Moe is in the seat of McMillan. file photograph

Moe is in the seat of McMillan. file photograph

Local Indigenous community members would prefer the federal seat of McMillan be changed to an Aboriginal name, rather than to the name of Monash.

The Australian Electoral Commission last week recommended changing the name to Monash, as part of several electoral boundary changes.

The AEC had received community feedback to change the name after concerns about explorer Angus McMillan's role in leading the mass slaughter of Gippsland Indigenous people in the 1800s.

Gunaikurnai Land and Waters Aboriginal Corporation chief executive Roger Fenwick said he was pleased the AEC had taken on board the name change, but was disappointed it hadn't picked a local Indigenous name.

"I am in conversation with elders and directors about how they feel about this decision. We are disappointed that the opportunity for an Indigenous name was not taken up," Mr Fenwick said.

"We are pleased the name has been recommended for change, but we are interested why they chose this one and not an Aboriginal name."

Gunaikurnai Land and Waters Aboriginal Corporation had put in a submission to name the seat Bunjileene-Purrine, after two significant ancestral Indigenous leaders.

The AEC received a raft of other suggestions, including Gunai/Kurnai, Warrigal and Rose, as well as pioneer names Howitt, Bennett and Anderson.

Gunai man Colin Thomas was also involved in discussions for a name change.
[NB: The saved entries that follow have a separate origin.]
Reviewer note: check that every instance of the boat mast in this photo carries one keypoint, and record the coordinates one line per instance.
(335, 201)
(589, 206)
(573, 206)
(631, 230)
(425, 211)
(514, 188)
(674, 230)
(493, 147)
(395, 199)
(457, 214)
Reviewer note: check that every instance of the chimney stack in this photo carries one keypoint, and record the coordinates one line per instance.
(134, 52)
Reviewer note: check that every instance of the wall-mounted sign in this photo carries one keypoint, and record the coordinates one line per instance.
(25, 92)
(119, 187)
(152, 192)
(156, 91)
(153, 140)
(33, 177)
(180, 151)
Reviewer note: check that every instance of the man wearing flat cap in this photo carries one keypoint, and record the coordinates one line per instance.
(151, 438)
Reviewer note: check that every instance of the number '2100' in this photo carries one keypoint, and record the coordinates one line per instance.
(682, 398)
He had suggested naming the seat after Gunai Kurnai World War I medal recipient Henry Thorpe, or after local Indigenous civil rights activist Laurie Moffatt.

Uncle Colin said he believed Sir John Monash already had enough recognition in Australian society, with a university named in his honour.
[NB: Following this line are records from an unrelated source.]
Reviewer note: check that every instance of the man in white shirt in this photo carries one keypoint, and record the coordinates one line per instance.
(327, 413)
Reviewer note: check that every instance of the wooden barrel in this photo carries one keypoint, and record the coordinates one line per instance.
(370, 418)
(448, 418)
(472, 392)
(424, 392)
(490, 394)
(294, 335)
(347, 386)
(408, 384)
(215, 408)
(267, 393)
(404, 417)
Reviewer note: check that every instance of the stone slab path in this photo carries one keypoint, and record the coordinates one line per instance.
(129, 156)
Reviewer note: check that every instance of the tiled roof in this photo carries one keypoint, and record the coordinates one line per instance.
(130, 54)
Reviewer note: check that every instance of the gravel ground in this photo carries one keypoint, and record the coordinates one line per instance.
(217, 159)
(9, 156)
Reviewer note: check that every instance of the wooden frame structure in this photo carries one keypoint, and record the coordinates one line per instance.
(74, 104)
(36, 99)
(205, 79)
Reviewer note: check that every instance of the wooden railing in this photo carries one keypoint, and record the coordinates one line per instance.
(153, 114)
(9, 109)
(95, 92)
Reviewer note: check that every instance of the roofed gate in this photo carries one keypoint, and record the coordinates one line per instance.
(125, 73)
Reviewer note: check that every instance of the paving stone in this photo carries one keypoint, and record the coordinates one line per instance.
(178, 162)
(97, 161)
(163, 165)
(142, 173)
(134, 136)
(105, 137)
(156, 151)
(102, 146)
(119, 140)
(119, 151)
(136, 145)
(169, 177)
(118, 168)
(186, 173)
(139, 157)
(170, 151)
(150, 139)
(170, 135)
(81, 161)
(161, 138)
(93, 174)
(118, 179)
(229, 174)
"I don't see why a seat here in Gippsland can't be named after an Aboriginal person. We talk about reconciliation, let them step up to the mark and prove they want reconciliation," Uncle Colin said.

"We've had to sit here and have the name McMillian all these years, knowing what he did to us. Whereas Henry Thorpe went overseas and lost his life for all Australians, he paid the ultimate price."